Officials inspect troubled school

May 16th, 2008 by christie breedlove

by: ANDREA EGER World Staff Writer
5/16/2008

A team reviews special education records at Tulsa Academic Center.

State education officials conducted an impromptu inspection Thursday of special education student records at the troubled Tulsa Academic Center. State Superintendent Sandy Garrett said her team was checking the records, interviewing staff members and students’ parents, and shadowing special education students to see whether the school has complied with federal laws during 2007-08.“Our job at the Department of Education is to be an agent of the federal government in this case and make certain that all schools comply with the Individuals With Disabilities Education Act,” Garrett said.

“In a compliance audit such as this, we would be checking to make certain every students’ Individualized Education Program, or IEP, is up to date and followed to the T.”

The Education Department will report the results of its compliance audit on its Web site in about 30 days.

Garrett had invited the Tulsa World to observe the audit process, and a Tulsa Public Schools spokeswoman, Tami Marler, had given clearance for a reporter to accompany the state Department of Education employees.

But Cheryl Henry, an interim administrator at Tulsa Academic Center, 2740 E. 41st St.

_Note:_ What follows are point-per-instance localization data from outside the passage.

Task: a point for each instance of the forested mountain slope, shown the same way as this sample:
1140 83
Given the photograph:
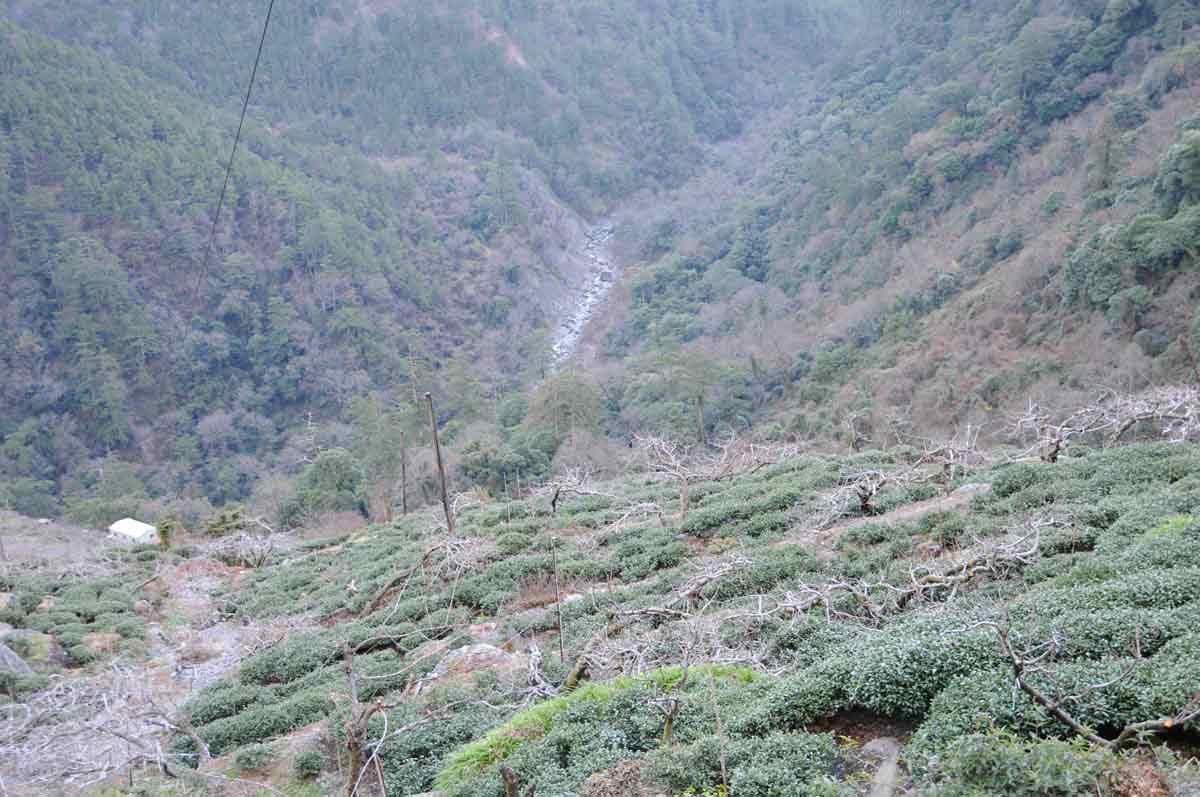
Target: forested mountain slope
985 202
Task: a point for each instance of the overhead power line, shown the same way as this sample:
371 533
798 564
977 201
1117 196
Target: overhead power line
241 121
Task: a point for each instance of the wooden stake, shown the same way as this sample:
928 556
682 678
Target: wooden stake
442 471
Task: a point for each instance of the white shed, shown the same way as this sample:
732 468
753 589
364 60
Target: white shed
135 531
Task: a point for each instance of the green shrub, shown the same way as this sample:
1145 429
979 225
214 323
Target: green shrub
1020 477
259 723
225 699
1000 763
255 757
293 658
513 543
648 551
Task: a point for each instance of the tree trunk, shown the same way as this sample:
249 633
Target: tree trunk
442 469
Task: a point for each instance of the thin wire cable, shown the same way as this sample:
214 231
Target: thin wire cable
225 186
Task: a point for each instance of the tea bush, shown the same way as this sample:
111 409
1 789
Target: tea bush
1000 763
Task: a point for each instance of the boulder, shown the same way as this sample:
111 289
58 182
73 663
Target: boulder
102 643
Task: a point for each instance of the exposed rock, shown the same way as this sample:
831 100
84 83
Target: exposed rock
37 648
102 642
466 661
623 780
12 663
887 775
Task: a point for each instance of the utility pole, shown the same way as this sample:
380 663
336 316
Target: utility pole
403 474
442 471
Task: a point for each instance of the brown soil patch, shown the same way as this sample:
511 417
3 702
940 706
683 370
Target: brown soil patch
863 726
822 540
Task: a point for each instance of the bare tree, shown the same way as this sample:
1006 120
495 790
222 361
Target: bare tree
1027 661
1174 411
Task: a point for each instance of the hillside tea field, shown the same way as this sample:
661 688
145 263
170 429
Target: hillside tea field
735 649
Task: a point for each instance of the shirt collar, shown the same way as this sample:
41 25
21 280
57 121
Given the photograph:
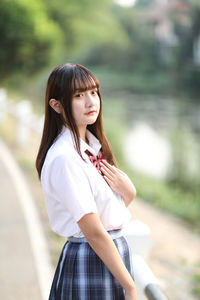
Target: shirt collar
94 144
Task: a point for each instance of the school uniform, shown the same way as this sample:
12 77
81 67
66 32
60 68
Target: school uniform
72 188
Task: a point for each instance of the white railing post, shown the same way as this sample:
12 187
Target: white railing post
138 236
3 104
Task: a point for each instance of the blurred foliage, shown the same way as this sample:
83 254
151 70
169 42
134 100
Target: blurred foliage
42 33
29 39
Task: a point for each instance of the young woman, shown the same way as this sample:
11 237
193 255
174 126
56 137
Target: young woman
85 193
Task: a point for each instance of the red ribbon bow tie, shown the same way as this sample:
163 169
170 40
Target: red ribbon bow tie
95 160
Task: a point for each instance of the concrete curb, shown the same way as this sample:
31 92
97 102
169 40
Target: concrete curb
34 227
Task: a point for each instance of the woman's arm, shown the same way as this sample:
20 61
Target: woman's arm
104 247
119 182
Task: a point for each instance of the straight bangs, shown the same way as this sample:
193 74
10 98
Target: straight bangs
83 80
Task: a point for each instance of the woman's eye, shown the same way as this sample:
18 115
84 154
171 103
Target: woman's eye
77 95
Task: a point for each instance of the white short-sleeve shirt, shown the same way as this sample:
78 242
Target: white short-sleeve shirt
73 187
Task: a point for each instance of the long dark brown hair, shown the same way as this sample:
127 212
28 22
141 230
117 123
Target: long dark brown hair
62 84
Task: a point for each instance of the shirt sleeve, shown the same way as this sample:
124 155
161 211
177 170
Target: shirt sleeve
71 187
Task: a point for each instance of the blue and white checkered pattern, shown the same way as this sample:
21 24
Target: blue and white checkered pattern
81 274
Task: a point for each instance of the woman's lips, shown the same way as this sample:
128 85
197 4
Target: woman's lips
91 112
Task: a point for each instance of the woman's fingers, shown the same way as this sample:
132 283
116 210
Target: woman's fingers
106 171
108 166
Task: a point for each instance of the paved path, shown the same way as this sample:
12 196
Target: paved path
20 273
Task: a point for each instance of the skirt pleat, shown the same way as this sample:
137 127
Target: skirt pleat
81 274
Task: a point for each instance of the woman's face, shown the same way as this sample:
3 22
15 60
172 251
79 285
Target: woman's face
85 107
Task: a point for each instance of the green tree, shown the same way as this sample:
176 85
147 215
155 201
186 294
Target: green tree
28 38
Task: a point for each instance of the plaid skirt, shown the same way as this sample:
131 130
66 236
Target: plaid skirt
81 274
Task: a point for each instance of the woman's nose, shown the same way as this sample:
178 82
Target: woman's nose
89 99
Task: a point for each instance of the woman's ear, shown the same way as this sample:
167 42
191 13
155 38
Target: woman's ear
56 105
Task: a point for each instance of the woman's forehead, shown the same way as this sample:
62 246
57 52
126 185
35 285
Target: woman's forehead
85 83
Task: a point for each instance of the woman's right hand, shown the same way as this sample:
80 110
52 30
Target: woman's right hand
131 295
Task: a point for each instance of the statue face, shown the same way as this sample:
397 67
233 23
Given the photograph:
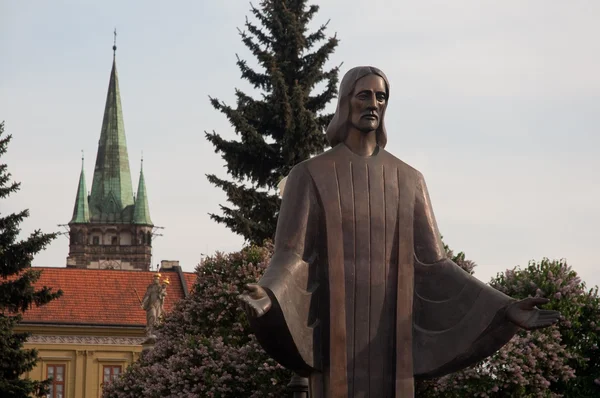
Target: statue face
367 103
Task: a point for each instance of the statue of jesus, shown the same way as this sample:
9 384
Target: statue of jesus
359 295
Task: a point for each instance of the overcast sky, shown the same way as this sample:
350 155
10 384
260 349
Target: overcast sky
496 102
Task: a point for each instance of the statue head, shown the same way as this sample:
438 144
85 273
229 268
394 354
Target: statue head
348 114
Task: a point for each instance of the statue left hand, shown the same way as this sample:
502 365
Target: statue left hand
525 314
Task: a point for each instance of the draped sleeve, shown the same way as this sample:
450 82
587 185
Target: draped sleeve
457 319
287 331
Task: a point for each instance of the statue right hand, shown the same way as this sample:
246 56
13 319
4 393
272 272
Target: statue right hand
256 301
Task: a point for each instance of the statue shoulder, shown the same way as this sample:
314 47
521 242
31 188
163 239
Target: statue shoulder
388 158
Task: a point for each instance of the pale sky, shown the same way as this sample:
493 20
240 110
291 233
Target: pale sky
496 102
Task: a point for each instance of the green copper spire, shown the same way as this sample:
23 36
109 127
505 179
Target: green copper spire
112 193
141 213
81 211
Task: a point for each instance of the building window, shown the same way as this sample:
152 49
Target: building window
57 384
110 373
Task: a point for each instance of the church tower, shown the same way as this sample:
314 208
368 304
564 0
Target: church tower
111 228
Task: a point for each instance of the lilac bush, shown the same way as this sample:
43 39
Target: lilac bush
561 361
205 347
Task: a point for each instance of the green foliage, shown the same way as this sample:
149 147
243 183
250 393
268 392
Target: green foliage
285 126
205 347
17 293
560 361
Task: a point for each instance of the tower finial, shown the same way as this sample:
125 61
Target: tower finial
115 43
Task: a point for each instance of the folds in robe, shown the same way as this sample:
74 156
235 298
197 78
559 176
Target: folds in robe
363 296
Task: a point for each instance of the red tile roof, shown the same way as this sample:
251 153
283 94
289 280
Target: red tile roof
101 297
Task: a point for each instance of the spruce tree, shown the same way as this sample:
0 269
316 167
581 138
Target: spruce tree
17 293
282 128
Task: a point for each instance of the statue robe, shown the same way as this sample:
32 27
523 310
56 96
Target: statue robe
363 295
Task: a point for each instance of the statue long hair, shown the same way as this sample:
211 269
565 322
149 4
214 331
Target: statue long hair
338 127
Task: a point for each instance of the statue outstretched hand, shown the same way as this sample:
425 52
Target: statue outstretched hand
255 302
525 314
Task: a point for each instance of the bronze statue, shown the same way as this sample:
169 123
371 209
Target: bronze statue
359 296
153 303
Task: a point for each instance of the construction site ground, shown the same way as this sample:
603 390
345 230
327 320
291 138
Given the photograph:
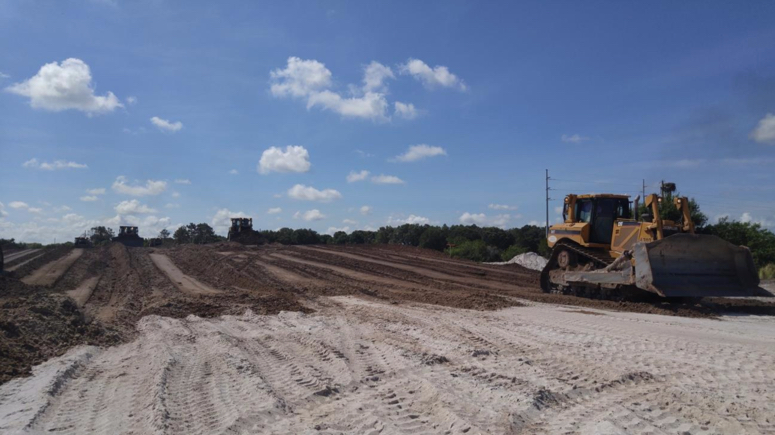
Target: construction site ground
361 339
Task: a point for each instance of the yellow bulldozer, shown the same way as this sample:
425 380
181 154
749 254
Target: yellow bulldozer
602 250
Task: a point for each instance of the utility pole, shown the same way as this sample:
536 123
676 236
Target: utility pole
547 203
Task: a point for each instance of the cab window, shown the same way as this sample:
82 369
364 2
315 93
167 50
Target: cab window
584 213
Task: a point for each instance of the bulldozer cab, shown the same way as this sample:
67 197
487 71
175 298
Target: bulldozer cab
600 213
127 231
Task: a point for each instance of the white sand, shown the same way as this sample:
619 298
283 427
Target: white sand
358 366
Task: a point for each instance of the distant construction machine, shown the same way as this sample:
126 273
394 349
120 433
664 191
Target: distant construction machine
128 236
83 242
241 231
602 251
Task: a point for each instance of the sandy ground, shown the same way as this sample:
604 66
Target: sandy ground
366 366
50 273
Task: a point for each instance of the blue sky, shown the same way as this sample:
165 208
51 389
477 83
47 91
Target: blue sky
159 114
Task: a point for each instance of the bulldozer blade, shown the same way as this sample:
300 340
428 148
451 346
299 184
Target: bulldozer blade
689 265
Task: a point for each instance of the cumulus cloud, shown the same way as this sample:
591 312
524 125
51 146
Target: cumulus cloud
765 130
470 218
150 188
431 78
502 207
575 138
406 111
294 159
311 80
64 86
386 179
481 219
131 207
300 78
357 176
57 164
166 125
419 152
309 193
310 215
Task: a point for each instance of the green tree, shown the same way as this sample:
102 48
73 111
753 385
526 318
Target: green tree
760 241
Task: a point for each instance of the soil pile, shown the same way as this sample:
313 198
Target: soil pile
36 325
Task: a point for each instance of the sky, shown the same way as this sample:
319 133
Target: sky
355 115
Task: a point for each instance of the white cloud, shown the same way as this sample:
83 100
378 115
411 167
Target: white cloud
502 207
419 152
295 158
166 125
58 164
300 78
64 86
432 77
469 218
386 179
133 206
311 79
309 193
151 187
374 76
419 220
333 230
576 138
357 176
222 219
765 130
406 111
310 215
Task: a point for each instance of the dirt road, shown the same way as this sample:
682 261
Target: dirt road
367 366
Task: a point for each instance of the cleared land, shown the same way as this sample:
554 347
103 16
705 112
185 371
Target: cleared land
372 339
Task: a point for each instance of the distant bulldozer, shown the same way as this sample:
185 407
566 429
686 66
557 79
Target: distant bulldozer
129 236
83 242
241 231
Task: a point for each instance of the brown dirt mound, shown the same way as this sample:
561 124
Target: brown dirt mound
36 325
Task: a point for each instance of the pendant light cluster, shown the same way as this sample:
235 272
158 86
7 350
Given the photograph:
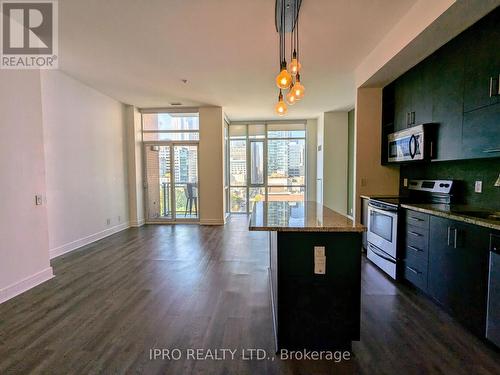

North, asked the reporter to leave the site.

Henry called administrators at Tulsa’s Education Service Center to verify that Marler had given clearance to the reporter.

She eventually said that Chief Academic Officer Mary Guinn had instructed her to say, “Because of confidential student records, we cannot allow you to be a part of any interviews that are conducted today.”

Misty Kimbrough, the assistant state superintendent for special education services, said a compliance audit can be triggered by student, parent or school employee complaints to the state or by media reports.

For the Tulsa Academic Center, it was a combination of those, she said.

The Tulsa World published a series of stories documenting teacher, parent and student accounts of crowding and frequent violence at the Tulsa Academic Center, which Superintendent Michael Zolkoski founded in August.

In one of those initial reports, Rick Palazzo, the school district’s director of alternative programs, confirmed claims by several teachers that they had no access to special education students’ IEPs, which contain critical information about each student’s unique needs.

He said then that schools throughout the Tulsa district had failed to send IEPs when they referred special education students to the Tulsa Academic Center, but that he and other administrators would be working to rectify the situation.

Disability rights advocates with the Oklahoma Disability Law Center in Oklahoma City have been investigating special education services at the Tulsa Academic Center since the Tulsa World’s reports began appearing in mid-March.

The Oklahoma Disability Law Center is a federally funded protection and advocacy agency and an affiliate of the National Disability Rights Network.

Kayla Bower, the Oklahoma Disability Law Center’s attorney and executive director, has said that parents of students at Tulsa Academic Center had been in contact with the agency and that it was concerned by reports of a lack of “positive behavioral interventions” at the school, allegations of abuse or neglect, failure to use students’ IEPs and a lack of services or appropriate evaluations.